Fenerbahçe fans march for ‘justice’

Fenerbahçe fans march for ‘justice’

ISTANBUL
Fenerbahçe fans march for ‘justice’

AA Photo

Thousands of Fenerbahçe fans gathered on Istanbul’s Anatolian side on Feb. 16 to protest a match-fixing verdict putting the club’s chairman at risk of a lifetime ban from football.

The club’s supporter groups and the board called on the fans to gather before the Spor Toto Super League game against Kasımpaşa, but the occasion was much more than a football match.

“Establish a [political] party, Aziz Yıldırım,” fans chanted to the Fenerbahçe chairman, whose six-year, three-month sentence for attempting to manipulate football games and forming an unarmed gang was approved by the Turkish Supreme Court of Appeals last month.

Yıldırım has applied to the Constitutional Court against his sentence, but if he loses the appeal, he will have to step down as the Fenerbahçe chairman, after 13 years at the helm, where he oversaw five Turkish league titles. The last one, however, came under scrutiny with the match-fixing case, which focused on the 2010-2011 Turkish championship.

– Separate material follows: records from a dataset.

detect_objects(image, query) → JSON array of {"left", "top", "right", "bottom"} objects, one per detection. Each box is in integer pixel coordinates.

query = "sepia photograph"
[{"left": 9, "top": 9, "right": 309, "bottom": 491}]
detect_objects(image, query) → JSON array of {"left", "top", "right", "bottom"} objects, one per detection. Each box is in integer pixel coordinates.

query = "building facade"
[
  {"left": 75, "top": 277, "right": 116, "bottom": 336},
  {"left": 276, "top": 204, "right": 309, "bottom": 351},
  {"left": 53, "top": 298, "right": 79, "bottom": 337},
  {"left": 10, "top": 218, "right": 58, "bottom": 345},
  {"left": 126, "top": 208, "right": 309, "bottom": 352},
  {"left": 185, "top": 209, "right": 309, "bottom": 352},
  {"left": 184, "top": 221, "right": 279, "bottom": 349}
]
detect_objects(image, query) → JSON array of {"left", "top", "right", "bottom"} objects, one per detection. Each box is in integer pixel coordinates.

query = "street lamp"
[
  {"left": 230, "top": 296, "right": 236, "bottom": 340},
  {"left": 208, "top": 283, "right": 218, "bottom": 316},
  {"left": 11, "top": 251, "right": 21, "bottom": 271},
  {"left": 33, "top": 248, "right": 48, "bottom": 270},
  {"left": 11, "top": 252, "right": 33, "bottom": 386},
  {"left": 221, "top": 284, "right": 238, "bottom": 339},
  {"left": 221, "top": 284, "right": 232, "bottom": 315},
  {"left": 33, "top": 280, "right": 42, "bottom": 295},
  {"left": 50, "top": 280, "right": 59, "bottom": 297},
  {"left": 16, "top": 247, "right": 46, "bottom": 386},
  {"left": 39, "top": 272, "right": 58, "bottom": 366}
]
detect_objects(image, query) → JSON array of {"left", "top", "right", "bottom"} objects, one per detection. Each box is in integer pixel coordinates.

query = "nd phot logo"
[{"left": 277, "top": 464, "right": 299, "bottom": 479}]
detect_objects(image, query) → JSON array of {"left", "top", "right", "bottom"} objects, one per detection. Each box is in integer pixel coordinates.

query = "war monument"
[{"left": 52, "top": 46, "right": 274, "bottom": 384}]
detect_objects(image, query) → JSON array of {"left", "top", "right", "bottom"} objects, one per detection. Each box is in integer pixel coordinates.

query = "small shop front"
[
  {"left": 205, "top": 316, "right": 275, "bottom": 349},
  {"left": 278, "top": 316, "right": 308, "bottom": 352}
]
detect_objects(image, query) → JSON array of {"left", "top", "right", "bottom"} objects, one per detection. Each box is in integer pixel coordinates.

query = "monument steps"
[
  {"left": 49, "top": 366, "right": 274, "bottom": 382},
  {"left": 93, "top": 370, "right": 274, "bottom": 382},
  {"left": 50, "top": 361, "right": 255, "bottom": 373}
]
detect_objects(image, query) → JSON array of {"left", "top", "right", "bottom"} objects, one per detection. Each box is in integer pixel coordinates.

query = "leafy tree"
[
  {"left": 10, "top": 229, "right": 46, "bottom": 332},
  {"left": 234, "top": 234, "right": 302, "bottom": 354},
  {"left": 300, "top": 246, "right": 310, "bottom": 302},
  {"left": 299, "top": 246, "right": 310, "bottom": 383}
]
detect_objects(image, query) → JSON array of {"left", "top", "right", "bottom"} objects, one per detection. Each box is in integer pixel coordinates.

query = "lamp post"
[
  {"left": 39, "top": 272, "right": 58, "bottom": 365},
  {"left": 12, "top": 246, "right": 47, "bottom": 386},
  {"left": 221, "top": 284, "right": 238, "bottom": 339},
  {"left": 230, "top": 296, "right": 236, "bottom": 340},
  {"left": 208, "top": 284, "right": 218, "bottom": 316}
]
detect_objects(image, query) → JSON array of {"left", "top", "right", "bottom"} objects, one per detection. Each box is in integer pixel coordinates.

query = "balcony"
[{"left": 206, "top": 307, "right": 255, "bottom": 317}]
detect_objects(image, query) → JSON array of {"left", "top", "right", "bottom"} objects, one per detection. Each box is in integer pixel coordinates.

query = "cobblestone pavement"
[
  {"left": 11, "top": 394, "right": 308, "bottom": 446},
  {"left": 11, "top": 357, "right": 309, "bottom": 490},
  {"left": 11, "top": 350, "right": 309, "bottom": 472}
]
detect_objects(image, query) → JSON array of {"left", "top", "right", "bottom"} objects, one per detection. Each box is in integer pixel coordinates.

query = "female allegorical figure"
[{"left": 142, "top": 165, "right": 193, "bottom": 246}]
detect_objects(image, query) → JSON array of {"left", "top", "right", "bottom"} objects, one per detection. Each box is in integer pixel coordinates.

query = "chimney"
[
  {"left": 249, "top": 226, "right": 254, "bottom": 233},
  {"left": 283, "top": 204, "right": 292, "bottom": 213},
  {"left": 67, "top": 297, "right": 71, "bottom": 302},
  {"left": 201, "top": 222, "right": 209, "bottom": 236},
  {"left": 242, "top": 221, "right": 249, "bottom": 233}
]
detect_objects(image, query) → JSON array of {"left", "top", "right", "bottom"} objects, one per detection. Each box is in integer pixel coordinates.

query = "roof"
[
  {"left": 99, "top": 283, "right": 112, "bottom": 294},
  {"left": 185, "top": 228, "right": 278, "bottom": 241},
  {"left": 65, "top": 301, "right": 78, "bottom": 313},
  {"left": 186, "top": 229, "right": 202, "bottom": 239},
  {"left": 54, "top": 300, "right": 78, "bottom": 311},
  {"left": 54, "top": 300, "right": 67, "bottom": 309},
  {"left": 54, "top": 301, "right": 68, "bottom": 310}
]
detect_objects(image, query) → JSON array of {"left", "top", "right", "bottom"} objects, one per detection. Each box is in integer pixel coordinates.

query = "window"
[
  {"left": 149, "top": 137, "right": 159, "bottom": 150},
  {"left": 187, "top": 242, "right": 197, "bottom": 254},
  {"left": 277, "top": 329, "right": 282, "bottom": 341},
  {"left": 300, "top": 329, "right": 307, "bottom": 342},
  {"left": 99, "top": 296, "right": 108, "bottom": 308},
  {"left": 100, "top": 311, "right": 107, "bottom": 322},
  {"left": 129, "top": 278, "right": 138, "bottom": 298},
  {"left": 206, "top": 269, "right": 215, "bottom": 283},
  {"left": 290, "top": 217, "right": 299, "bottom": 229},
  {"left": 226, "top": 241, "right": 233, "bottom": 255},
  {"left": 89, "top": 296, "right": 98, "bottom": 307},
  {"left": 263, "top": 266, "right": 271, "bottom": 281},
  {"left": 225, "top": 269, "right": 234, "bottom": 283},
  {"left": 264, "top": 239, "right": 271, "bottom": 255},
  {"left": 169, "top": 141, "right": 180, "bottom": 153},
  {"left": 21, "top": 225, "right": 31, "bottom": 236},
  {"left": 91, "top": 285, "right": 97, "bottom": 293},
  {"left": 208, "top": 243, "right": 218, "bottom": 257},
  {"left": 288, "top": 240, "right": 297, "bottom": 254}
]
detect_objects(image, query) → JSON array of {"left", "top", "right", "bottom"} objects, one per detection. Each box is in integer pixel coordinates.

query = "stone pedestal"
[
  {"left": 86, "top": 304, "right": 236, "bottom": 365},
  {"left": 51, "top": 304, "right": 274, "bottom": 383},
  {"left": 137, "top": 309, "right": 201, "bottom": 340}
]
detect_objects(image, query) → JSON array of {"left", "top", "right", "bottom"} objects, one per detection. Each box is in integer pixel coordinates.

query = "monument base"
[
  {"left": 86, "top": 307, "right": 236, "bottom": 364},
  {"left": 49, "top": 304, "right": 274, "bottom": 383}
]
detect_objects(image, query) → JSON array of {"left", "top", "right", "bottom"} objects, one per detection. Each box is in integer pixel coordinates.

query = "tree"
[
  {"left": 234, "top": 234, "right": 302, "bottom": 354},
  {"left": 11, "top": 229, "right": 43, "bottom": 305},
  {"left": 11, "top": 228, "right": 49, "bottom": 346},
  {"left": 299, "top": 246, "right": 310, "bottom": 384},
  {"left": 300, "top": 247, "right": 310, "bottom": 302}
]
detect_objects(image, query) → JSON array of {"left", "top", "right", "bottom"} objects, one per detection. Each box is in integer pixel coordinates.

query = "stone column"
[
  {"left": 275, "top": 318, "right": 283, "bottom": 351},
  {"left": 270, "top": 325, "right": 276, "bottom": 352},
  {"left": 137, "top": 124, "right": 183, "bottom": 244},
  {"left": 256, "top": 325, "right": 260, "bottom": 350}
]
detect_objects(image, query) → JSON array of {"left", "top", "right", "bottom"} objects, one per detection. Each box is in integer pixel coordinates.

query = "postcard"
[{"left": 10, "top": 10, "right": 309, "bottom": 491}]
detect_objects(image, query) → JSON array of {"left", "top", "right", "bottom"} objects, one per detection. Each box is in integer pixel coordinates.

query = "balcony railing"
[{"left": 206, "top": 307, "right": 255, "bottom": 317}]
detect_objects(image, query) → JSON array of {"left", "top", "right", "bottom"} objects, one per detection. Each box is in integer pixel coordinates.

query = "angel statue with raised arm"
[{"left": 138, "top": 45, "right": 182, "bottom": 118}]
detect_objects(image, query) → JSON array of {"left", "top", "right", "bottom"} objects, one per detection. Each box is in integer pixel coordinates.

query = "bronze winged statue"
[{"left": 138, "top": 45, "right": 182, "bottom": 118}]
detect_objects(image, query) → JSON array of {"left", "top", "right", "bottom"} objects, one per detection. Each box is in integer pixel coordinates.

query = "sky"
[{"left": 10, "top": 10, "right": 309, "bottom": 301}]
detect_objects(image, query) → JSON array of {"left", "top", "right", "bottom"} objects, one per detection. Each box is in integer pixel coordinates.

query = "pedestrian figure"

Yıldırım, along with many Fenerbahçe fans, have championed the idea that the case was a plot to take over the coveted seat at the popular sports club, with an estimated 20 million-strong fan base.
“As I said from the very beginning, the court case regarding match-fixing in Turkey is a political case, and the ruling of this case has also been made politically,” Yıldırım said last month. “I do not respect or recognize this ruling.”

Turkish Prime Minister Recep Tayyip Erdoğan, whose government is battling a wide-ranging corruption investigation, has also criticized the court’s ruling.

Erdoğan, who has cast the corruption scandal swirling around his government as a smear campaign by a “parallel state” within the judiciary, defended Yıldırım, saying he was the victim of a similar plot.
“The parallel state took a very finely calculated step here as well,” Erdoğan told a press conference on Jan. 20.

The prime minister’s supporters say the followers of U.S.-based Islamic scholar Fethullah Gülen, whose “Cemaat” (community in Turkish) network is influential within the police and judiciary, are behind the corruption probe.

Unlike Erdoğan, however, Yıldırım has consistently defended the idea that the match-fixing case was politically motivated, famously saying during a hearing: “What match-fixing? The country is going down the drain, and they are talking about match-fixing.”

On Feb. 16, however, Fenerbahçe fans rallying in Kadıköy did not appear on the same page as Erdoğan.

They criticized him with the slogan “Thief Tayyip Erdoğan,” referring to the graft probe, as they did in some home matches this season.

The family of Ali İsmail Korkmaz, one of the protesters killed during last year’s anti-government Gezi Park protests, was also present following an invitation from the fans. Korkmaz, 19, was a Fenerbahçe fan, and a song devoted to him has become a fixture among Fener fans during this year’s games.